I was using the MiSeq Sop to analyze the available example Mock fastq files. After analysis, I can’t find the Propionibacterium OTU although this bacterium has been reported to be within this mock mixture (Kozich JJ, Westcott SL, Baxter NT, Highlander SK, Schloss PD. (2013): Development of a dual-index sequencing strategy and curation pipeline for analyzing amplicon sequence data on the MiSeq Illumina sequencing platform. Applied and Environmental Microbiology. 79(17):5112-20.).
Are we sure this bacterium is in this example dataset?
If you look at the primers and the V4 region for Propionibacterium, you’ll see that there is a mismatch to the primer at the 3’ end of the sequence. We occasionally get a few Prop. sequences through but there’s a clear bias. If people are interested in skin, I’d strongly suggest modifying the primer.

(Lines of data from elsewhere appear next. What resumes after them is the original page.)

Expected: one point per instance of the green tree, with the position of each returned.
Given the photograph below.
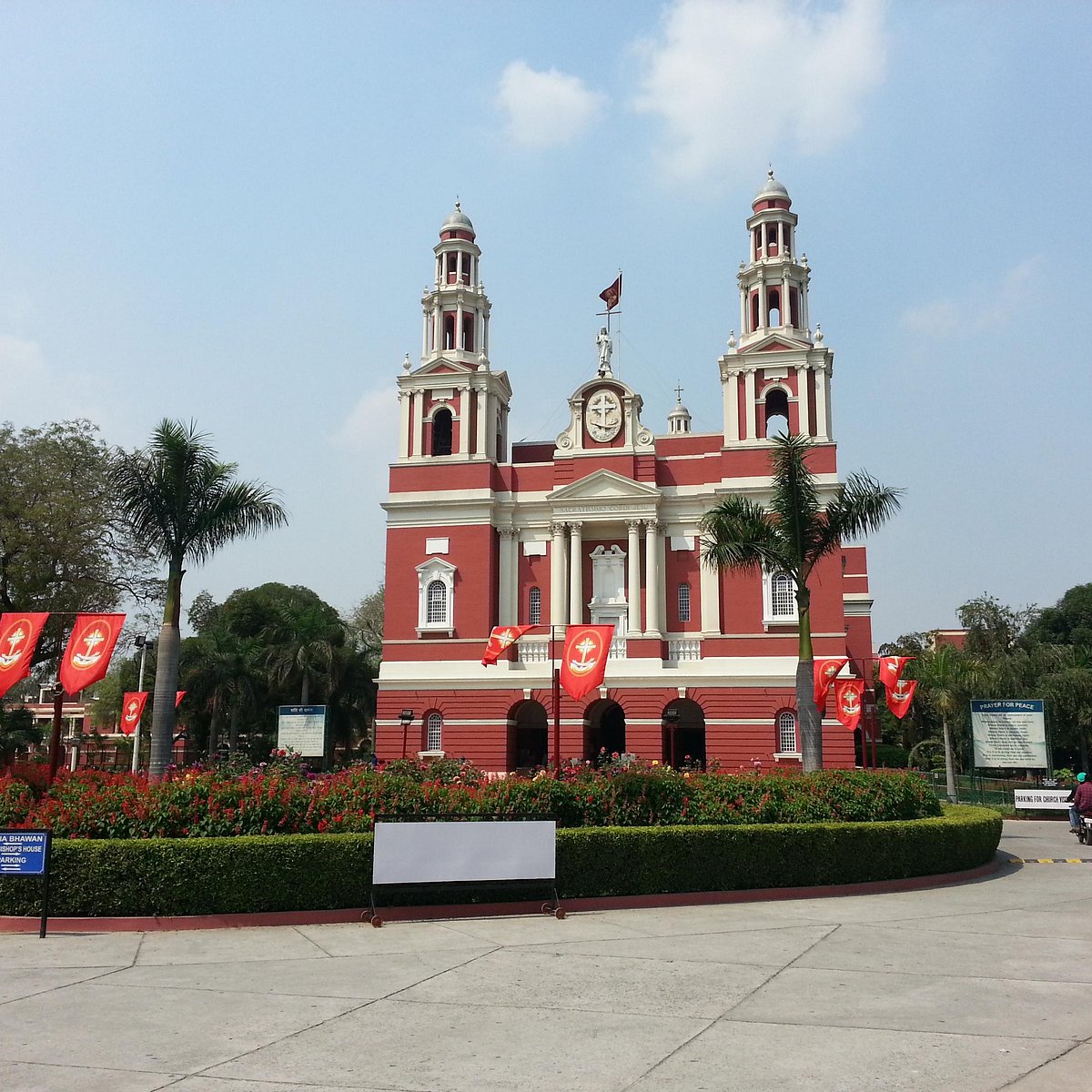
(186, 505)
(65, 544)
(792, 534)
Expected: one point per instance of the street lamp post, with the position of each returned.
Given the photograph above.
(140, 642)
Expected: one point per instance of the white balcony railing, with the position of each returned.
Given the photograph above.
(682, 649)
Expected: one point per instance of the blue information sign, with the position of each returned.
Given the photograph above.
(23, 852)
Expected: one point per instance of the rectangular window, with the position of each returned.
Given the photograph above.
(683, 602)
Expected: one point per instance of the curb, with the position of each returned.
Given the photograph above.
(354, 915)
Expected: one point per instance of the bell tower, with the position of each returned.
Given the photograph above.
(453, 407)
(776, 376)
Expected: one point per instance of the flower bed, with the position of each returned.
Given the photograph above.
(207, 804)
(309, 872)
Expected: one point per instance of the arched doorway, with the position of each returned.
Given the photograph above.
(528, 736)
(604, 731)
(683, 734)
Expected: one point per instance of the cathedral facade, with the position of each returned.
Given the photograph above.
(602, 524)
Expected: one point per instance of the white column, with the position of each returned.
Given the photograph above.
(464, 420)
(633, 579)
(480, 446)
(558, 599)
(749, 425)
(653, 580)
(710, 600)
(823, 412)
(404, 399)
(576, 574)
(507, 579)
(802, 399)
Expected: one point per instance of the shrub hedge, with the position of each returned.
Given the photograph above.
(207, 804)
(316, 872)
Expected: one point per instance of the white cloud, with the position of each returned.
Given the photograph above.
(984, 307)
(737, 80)
(371, 427)
(545, 108)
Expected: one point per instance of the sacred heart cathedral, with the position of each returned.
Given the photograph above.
(601, 524)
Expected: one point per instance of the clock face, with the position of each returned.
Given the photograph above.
(604, 416)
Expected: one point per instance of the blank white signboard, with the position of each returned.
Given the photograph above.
(459, 852)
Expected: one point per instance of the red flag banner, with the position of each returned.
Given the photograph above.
(501, 638)
(132, 710)
(891, 670)
(19, 637)
(900, 696)
(824, 672)
(847, 693)
(612, 295)
(88, 650)
(584, 659)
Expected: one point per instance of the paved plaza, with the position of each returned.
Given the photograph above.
(981, 986)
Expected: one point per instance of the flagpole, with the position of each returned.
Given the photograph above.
(557, 702)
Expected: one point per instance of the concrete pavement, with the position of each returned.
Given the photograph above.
(983, 986)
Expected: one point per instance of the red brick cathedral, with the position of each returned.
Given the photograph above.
(601, 524)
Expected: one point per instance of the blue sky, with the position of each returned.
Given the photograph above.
(227, 211)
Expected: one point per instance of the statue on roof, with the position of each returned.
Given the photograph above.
(605, 348)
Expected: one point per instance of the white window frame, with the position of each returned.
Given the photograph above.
(768, 614)
(683, 601)
(781, 725)
(430, 572)
(434, 734)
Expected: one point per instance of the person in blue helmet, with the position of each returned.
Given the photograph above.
(1075, 814)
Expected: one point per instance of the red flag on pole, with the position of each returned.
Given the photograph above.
(88, 650)
(19, 637)
(612, 295)
(824, 672)
(584, 659)
(132, 710)
(500, 638)
(891, 670)
(900, 696)
(847, 693)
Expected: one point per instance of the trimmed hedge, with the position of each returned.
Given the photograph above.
(320, 872)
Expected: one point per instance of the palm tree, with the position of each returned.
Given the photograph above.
(185, 503)
(947, 678)
(791, 535)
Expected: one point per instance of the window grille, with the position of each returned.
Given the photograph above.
(437, 609)
(434, 732)
(683, 602)
(786, 734)
(782, 601)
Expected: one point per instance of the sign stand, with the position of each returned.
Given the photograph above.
(26, 853)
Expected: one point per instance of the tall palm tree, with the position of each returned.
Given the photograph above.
(947, 678)
(792, 534)
(185, 505)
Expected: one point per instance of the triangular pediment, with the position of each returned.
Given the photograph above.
(607, 487)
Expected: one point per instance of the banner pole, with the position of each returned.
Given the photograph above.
(557, 703)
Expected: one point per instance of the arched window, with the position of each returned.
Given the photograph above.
(786, 734)
(683, 602)
(441, 432)
(436, 612)
(436, 598)
(434, 732)
(776, 413)
(779, 598)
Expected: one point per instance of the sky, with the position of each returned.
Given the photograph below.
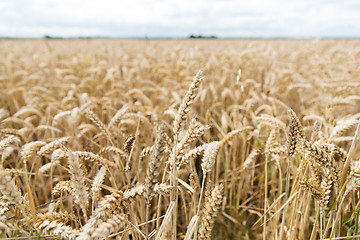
(180, 18)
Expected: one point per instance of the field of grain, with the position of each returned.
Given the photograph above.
(179, 139)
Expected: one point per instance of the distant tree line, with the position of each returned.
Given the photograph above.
(201, 36)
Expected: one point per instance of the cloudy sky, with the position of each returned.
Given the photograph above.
(180, 18)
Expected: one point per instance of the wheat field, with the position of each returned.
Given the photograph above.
(179, 139)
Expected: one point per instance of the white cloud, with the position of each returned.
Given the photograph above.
(229, 18)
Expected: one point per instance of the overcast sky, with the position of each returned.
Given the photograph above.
(180, 18)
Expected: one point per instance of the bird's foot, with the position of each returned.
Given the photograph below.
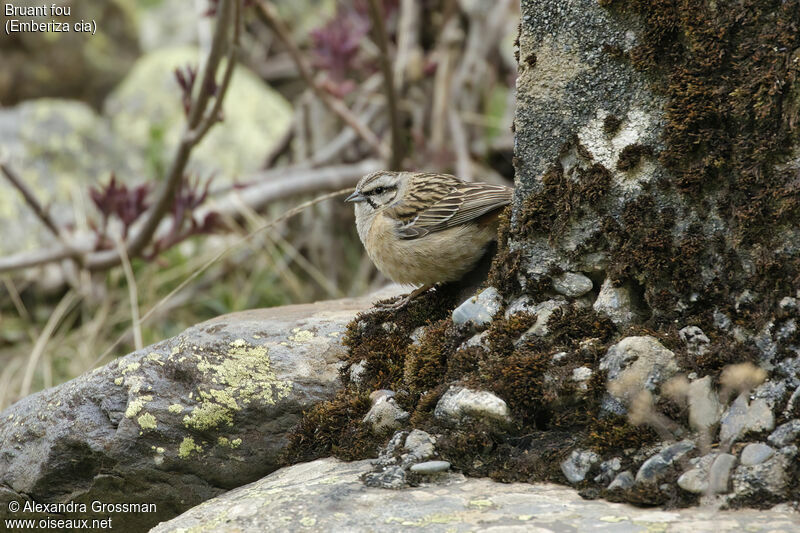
(402, 301)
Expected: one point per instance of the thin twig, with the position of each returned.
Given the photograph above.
(285, 216)
(39, 210)
(382, 40)
(133, 296)
(271, 17)
(195, 129)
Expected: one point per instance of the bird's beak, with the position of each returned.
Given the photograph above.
(355, 197)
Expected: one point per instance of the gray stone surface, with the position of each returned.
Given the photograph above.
(657, 465)
(572, 284)
(577, 465)
(326, 495)
(459, 403)
(478, 310)
(742, 417)
(785, 433)
(756, 453)
(180, 421)
(633, 364)
(430, 467)
(617, 303)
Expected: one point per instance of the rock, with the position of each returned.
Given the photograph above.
(481, 340)
(696, 341)
(608, 470)
(623, 481)
(786, 433)
(742, 417)
(633, 364)
(695, 480)
(617, 303)
(572, 284)
(523, 304)
(656, 466)
(71, 65)
(148, 100)
(756, 453)
(459, 403)
(769, 477)
(385, 413)
(704, 407)
(180, 421)
(719, 475)
(327, 495)
(577, 465)
(581, 376)
(430, 467)
(543, 312)
(45, 142)
(479, 310)
(419, 445)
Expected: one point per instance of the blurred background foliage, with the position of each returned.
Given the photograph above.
(90, 125)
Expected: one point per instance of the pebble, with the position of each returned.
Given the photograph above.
(430, 467)
(756, 453)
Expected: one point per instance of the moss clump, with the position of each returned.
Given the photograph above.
(334, 427)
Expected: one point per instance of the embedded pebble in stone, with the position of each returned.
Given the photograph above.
(742, 417)
(608, 470)
(577, 465)
(420, 445)
(756, 453)
(704, 407)
(523, 304)
(430, 467)
(616, 303)
(785, 433)
(633, 363)
(581, 375)
(543, 311)
(480, 340)
(696, 341)
(720, 473)
(623, 481)
(572, 284)
(357, 372)
(392, 477)
(656, 466)
(459, 403)
(768, 477)
(478, 310)
(385, 413)
(695, 480)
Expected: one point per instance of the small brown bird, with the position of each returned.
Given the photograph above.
(424, 229)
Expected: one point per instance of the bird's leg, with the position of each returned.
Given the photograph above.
(405, 300)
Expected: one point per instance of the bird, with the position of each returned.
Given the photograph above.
(423, 228)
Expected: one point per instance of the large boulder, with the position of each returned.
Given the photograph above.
(180, 421)
(327, 495)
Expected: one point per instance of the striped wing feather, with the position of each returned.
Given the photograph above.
(458, 203)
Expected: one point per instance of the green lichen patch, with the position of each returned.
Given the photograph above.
(188, 446)
(241, 376)
(147, 421)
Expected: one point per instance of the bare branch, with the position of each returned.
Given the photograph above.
(270, 16)
(382, 40)
(195, 130)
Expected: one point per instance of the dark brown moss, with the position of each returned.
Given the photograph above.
(334, 428)
(631, 156)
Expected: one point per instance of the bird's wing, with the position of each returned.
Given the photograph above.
(438, 201)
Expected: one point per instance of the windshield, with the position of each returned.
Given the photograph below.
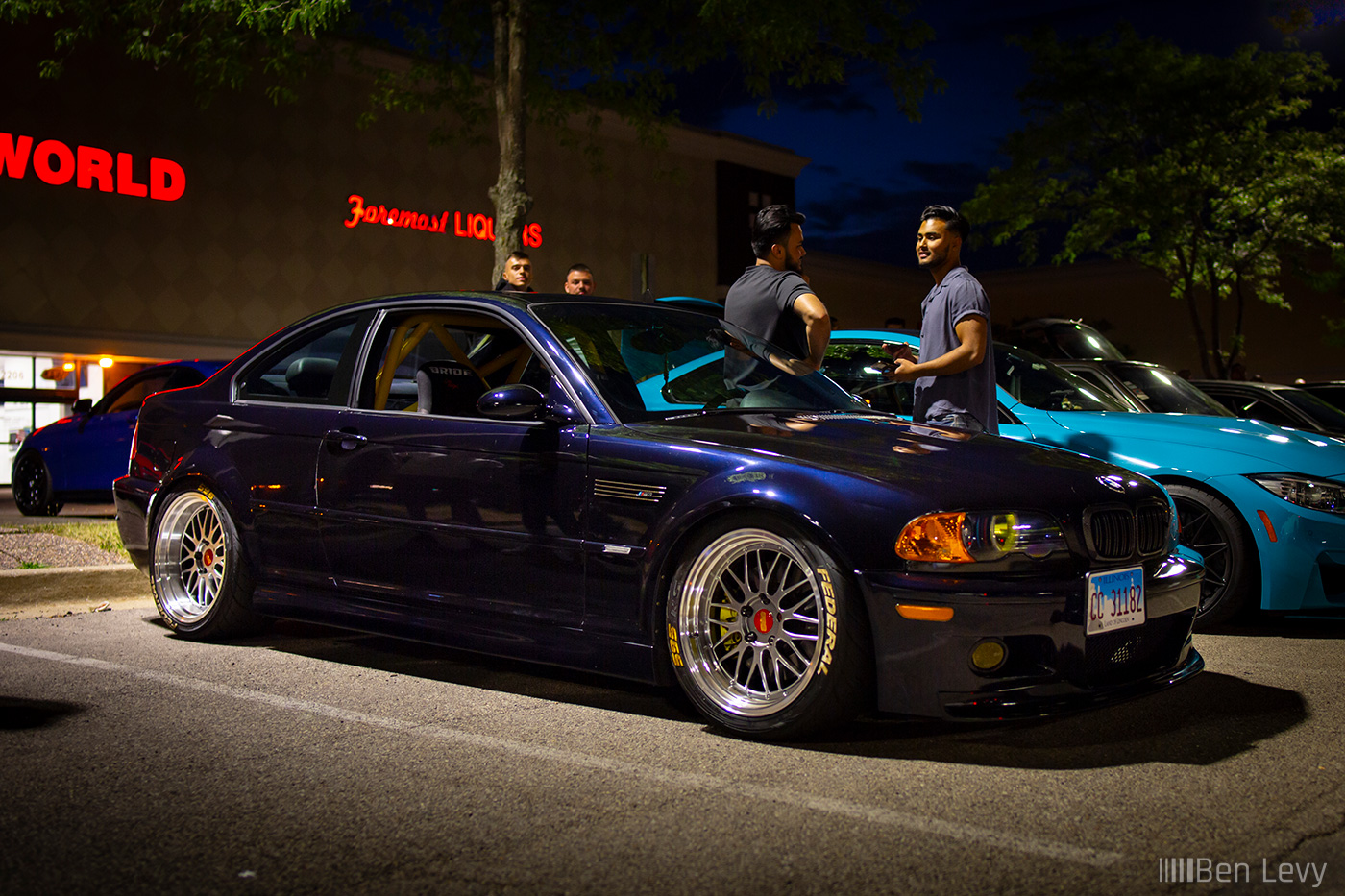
(1166, 393)
(1042, 385)
(1328, 415)
(654, 362)
(861, 368)
(1082, 341)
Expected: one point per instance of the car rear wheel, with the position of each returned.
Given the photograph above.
(198, 573)
(33, 492)
(767, 634)
(1216, 532)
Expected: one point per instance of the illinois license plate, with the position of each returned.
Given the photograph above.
(1115, 599)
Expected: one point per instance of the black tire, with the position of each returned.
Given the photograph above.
(1216, 532)
(33, 493)
(767, 634)
(197, 568)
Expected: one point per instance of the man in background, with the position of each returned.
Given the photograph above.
(578, 280)
(518, 274)
(955, 385)
(772, 299)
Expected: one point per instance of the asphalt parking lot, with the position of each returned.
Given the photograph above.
(315, 761)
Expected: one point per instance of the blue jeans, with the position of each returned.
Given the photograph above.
(957, 422)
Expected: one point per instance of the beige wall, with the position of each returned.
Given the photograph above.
(259, 238)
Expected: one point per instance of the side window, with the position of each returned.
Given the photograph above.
(132, 395)
(308, 372)
(440, 362)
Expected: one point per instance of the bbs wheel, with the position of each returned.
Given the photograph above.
(33, 492)
(1214, 530)
(766, 631)
(197, 568)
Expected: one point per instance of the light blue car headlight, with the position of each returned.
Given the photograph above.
(1314, 494)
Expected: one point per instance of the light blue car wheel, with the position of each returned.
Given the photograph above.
(1216, 532)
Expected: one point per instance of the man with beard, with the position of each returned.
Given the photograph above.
(772, 299)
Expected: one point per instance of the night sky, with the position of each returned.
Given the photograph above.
(873, 170)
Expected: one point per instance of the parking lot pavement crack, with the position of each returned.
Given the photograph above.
(878, 815)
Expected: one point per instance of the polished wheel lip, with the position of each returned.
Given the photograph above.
(739, 667)
(1214, 553)
(190, 557)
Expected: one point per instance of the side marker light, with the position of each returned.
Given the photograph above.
(924, 614)
(1270, 529)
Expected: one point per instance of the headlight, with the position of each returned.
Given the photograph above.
(967, 539)
(1314, 494)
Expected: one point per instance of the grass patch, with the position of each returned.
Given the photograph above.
(100, 534)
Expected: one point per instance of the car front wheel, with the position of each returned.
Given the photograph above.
(198, 573)
(1216, 532)
(766, 633)
(33, 492)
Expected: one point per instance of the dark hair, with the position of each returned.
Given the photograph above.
(772, 227)
(950, 217)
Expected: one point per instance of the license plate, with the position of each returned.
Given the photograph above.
(1115, 599)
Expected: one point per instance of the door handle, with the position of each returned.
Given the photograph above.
(345, 439)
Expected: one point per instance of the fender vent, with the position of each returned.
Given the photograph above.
(627, 490)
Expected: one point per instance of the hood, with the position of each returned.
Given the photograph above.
(1250, 446)
(952, 469)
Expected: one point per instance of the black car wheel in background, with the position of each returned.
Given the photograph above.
(1217, 533)
(33, 492)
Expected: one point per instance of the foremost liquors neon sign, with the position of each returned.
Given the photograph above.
(90, 168)
(473, 227)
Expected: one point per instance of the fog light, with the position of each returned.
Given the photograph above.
(989, 655)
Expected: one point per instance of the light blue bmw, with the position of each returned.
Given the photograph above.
(1263, 505)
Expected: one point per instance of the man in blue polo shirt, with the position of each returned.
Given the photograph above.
(955, 383)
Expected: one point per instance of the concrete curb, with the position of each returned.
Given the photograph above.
(77, 588)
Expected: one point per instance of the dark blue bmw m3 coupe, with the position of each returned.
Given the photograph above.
(535, 478)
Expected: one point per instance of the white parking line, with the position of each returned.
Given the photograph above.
(685, 781)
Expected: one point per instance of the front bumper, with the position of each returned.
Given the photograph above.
(132, 498)
(1301, 552)
(1051, 665)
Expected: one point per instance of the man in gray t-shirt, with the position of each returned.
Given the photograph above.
(772, 299)
(955, 383)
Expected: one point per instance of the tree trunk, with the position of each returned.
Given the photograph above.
(1216, 326)
(1187, 291)
(510, 190)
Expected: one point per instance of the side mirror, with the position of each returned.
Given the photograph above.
(517, 401)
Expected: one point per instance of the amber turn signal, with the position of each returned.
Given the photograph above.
(924, 614)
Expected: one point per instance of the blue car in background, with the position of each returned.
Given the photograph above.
(1264, 506)
(78, 456)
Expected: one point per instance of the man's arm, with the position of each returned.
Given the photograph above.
(817, 323)
(972, 342)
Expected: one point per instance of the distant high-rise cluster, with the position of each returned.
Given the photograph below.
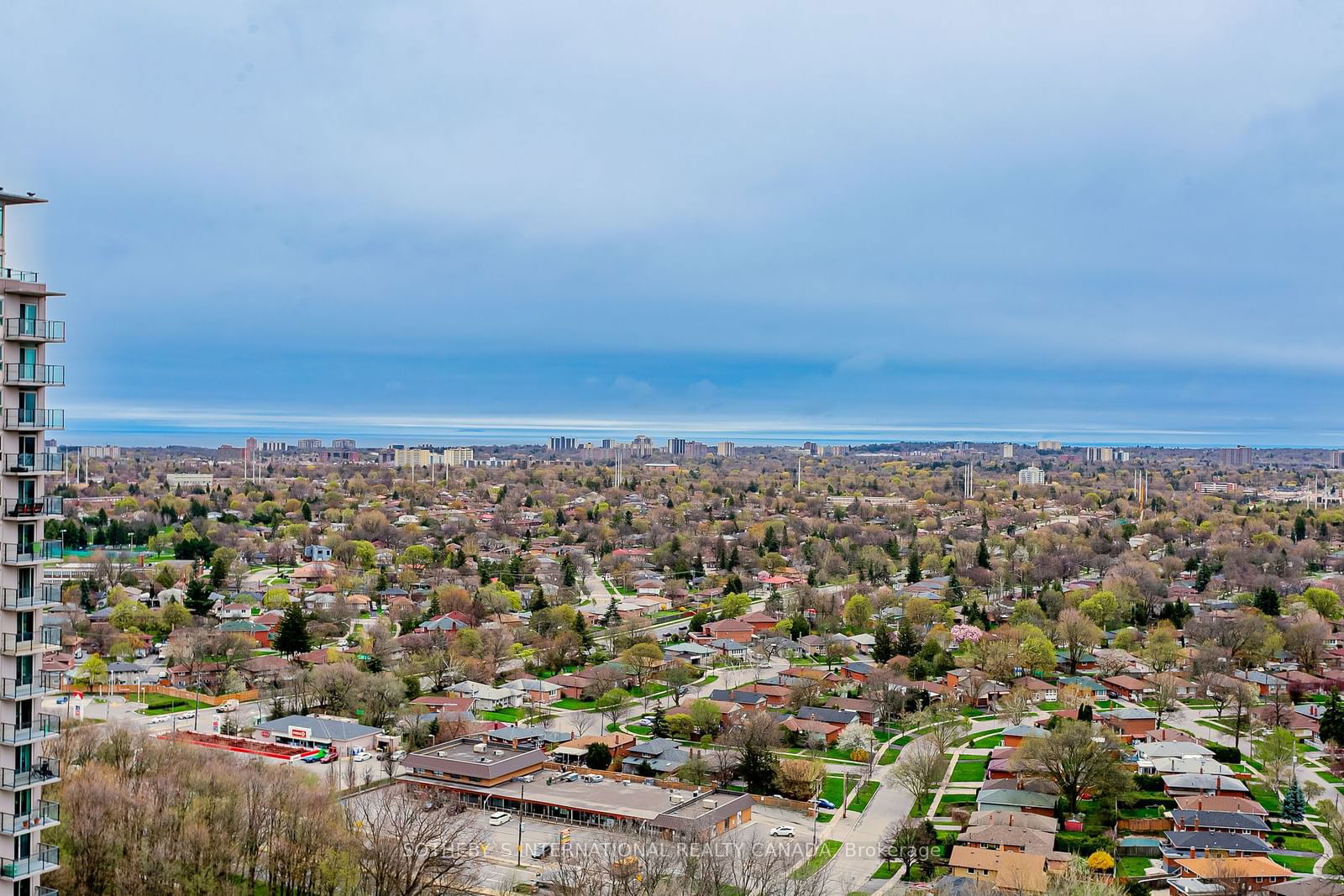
(1240, 456)
(1032, 476)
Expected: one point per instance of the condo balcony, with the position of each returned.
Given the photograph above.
(30, 553)
(45, 859)
(37, 685)
(29, 510)
(45, 726)
(34, 374)
(33, 464)
(22, 275)
(34, 331)
(22, 642)
(44, 772)
(45, 815)
(44, 595)
(34, 418)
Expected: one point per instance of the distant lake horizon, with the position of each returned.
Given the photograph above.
(160, 432)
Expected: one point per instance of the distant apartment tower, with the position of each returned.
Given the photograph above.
(1032, 476)
(413, 457)
(459, 457)
(642, 446)
(26, 765)
(1240, 456)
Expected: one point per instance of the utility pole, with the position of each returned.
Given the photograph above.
(522, 801)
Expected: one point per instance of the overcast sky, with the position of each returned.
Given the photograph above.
(1038, 219)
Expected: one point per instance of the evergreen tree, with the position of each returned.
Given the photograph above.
(1267, 600)
(292, 634)
(882, 645)
(198, 597)
(1332, 720)
(1294, 802)
(660, 725)
(582, 631)
(906, 642)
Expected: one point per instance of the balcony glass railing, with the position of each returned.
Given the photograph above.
(34, 418)
(35, 374)
(45, 726)
(45, 813)
(44, 638)
(24, 508)
(45, 772)
(44, 595)
(35, 329)
(33, 553)
(22, 275)
(45, 859)
(37, 685)
(45, 463)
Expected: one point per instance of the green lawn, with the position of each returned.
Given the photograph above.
(866, 792)
(1133, 866)
(1299, 864)
(949, 801)
(1265, 797)
(969, 768)
(988, 741)
(826, 852)
(159, 705)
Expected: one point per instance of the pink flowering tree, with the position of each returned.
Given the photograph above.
(963, 633)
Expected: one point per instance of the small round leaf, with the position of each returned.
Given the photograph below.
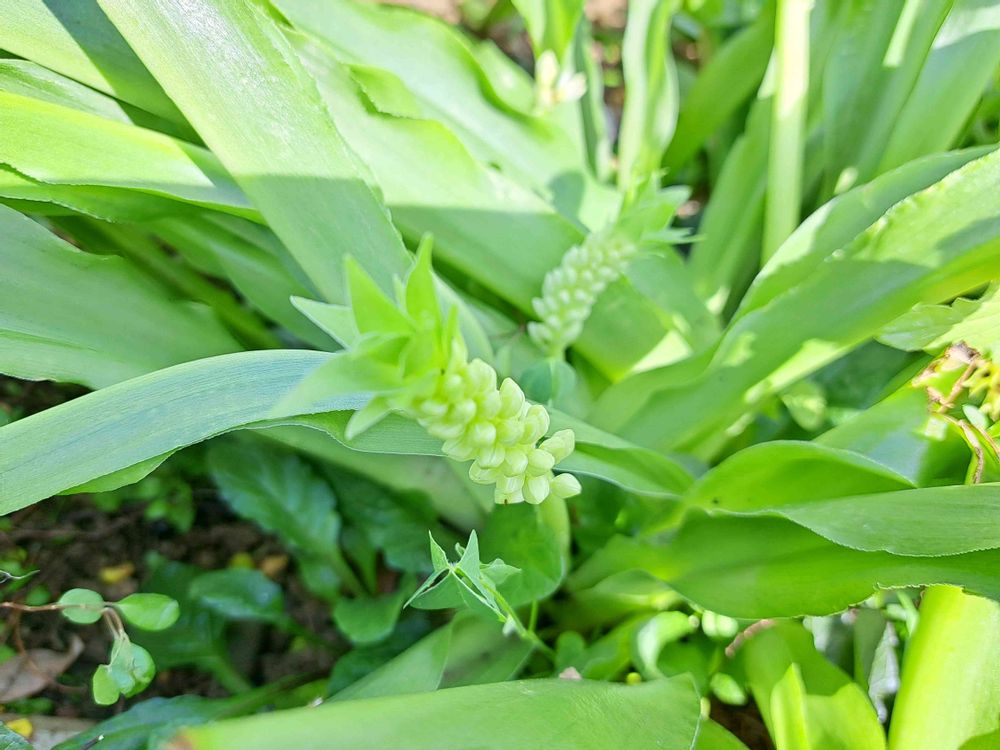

Thanks Pat for the quick response. As discussed by many others, universal primers just don’t seem to exist. An other possible solution to solve this problem is to use our micelle PCR amplification approach that we have recently published: http://www.nature.com/articles/srep14181. The compartmentalization during micelle PCR prevents PCR competition due to unequal amplification rates of different 16S template molecules, including those that amplify poorly due to primer mismatches. Also, it drastically reduce chimera formation. Sorry for the advertisement, but it could be of help for many of us.